Upon graduation from the University of Florida, he moved to Vicenza, Italy for two years before returning to the U.S. to teach at the University of Florida where he met, Angela Brooks, whom he married in 1987.

The couple moved to San Francisco and one year later relocated to Los Angeles, where they live with their one son.

In 1991, after three years of working together with architect and engineer Gwynne Pugh, the architecture firm Pugh + Scarpa was formed. In 2011, the firm name changed its name to Brooks + Scarpa to reflect the firm's leadership under Brooks and Scarpa.

==Notable career achievements==

===Honors and awards===
Early in his career, Scarpa completed many projects that received the National AIA award.

In 2004, the Architectural League of New York selected Scarpa as an "Emerging Voice" in architecture.

His work has been exhibited at the National Building Museum in Washington, D.C., the Museum of Contemporary Art, Los Angeles, and at other venues worldwide. He was featured in Newsweek and in a segment on The Oprah Winfrey Show. In 2009, Interior Design magazine honored him with its Lifetime Achievement Award.

In 2010, his firm, Pugh + Scarpa, received the American Institute of Architects Firm Award, the highest award given to an architectural firm.

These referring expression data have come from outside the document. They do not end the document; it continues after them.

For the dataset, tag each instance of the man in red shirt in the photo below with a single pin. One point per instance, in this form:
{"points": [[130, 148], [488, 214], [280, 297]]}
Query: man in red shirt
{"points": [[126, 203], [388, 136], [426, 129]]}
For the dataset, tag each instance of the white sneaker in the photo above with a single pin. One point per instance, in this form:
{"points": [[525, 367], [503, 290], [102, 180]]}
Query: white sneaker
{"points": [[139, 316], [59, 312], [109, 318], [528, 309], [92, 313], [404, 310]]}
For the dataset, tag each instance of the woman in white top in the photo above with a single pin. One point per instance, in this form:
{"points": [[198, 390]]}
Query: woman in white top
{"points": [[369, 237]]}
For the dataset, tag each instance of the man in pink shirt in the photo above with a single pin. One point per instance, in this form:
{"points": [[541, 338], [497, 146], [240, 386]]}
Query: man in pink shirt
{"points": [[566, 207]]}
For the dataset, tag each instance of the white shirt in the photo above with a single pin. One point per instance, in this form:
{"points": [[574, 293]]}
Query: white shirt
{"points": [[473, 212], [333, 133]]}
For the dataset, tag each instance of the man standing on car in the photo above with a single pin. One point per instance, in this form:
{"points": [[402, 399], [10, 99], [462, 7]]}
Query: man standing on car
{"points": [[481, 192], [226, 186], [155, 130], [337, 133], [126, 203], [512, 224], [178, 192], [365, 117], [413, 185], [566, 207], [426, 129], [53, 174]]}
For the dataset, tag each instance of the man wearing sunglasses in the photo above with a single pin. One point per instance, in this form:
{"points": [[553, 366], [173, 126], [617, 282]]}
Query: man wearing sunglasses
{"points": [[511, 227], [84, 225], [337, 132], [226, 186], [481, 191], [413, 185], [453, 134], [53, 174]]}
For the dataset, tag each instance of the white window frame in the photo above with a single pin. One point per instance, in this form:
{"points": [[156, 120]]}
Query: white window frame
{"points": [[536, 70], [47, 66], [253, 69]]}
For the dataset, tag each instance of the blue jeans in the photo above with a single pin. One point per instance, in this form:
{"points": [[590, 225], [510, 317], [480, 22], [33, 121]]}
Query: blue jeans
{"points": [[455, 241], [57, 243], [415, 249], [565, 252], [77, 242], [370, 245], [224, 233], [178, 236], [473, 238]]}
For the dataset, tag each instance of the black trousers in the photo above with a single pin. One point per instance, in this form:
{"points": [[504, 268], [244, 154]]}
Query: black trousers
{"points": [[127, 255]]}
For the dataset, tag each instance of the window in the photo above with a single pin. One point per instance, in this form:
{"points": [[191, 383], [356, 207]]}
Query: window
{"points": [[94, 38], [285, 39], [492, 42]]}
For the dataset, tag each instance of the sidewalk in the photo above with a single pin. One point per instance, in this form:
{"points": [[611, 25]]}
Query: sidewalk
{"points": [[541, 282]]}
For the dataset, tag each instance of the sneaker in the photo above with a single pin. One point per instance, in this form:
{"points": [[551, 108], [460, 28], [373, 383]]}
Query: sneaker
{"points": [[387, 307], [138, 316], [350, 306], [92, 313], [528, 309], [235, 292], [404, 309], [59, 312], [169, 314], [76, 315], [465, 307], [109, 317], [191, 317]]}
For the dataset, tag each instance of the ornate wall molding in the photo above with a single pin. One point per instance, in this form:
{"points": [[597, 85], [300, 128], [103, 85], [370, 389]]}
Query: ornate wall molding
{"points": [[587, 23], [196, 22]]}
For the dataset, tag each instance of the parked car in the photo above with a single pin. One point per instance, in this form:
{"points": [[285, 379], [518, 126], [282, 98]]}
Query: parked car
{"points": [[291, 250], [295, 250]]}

He was also elected to be a Fellow of the American Institute of Architects in 2010.

In 2014, Brooks + Scarpa were the recipients of the Smithsonian Cooper-Hewitt National Design Museum Award in Architecture. In 2015, Scarpa received the American Institute of Architects California Council (AIACC) Lifetime Achievement Award. In 2018, he received the National American Institute of Architects Collaborative Achievement Award and the Gold Medal in Architecture from the American Institute of Architects Los Angeles Chapter.

He was the recipient of the 2022 AIA Gold Medal by the American Institute of Architects. As the institute's highest award, the Gold Medal honors an individual or pair whose significant body of work has had a lasting influence on the theory and practice of architecture.

In 2024, he received a Gold Medal in Tau Sigma Delta (an architecture honor society); the medal is presented by the Association of Collegiate Schools of Architecture.

===Sustainability===
Scarpa's project Colorado Court Housing in Santa Monica, California, was the first multi-family housing project in the U.S. to be LEED certified.

His Solar Umbrella house in Venice, California, has been named by the American Institute of Architects (AIA) as one of its Top Ten Green Projects.

Both Colorado Court Housing and the Solar Umbrella house and Step Up on 5th are the only projects in the history of the American Institute of Architects (AIA) to win a National AIA Design Award, an AIA "COTE" Committee on the Environment "Top Ten Green Building" Award and a National AIA special-interest award for a single project.

===Academia===
Scarpa is on the faculty at the University of Southern California. He has held teaching positions at several other universities for more than two decades.

In 2020, he was the William F. Stern Endowed Visiting Professor at the Hines College of Architecture at the University of Houston; the Paul Helmle Fellow at California Polytechnic University and the Regnier Visiting Professor at Kansas State University.

He was the 2014 BarberMcMurry Professor at the University of Tennessee. He was the 2012 visiting professor at the Harvard University Graduate School of Design, and in 2011 was the Jon Jerde Distinguished Professor at the University of Southern California.

He was also the 2009 E. Fay Jones Distinguished Chair in Architecture at the University of Arkansas, the 2008 Ruth and James Moore Visiting Professor at Washington University in St. Louis, the 2007 Eliel Saarinen Distinguished Professor in Architecture at the Taubman College of Architecture and Urban Planning at the University of Michigan, the 2004 Howard Friedman Fellow in Architecture at the University of California, Berkeley.

He has also taught at the University of California, Los Angeles, Southern California Institute of Architecture, University of Florida, as well as several other higher-education institutions.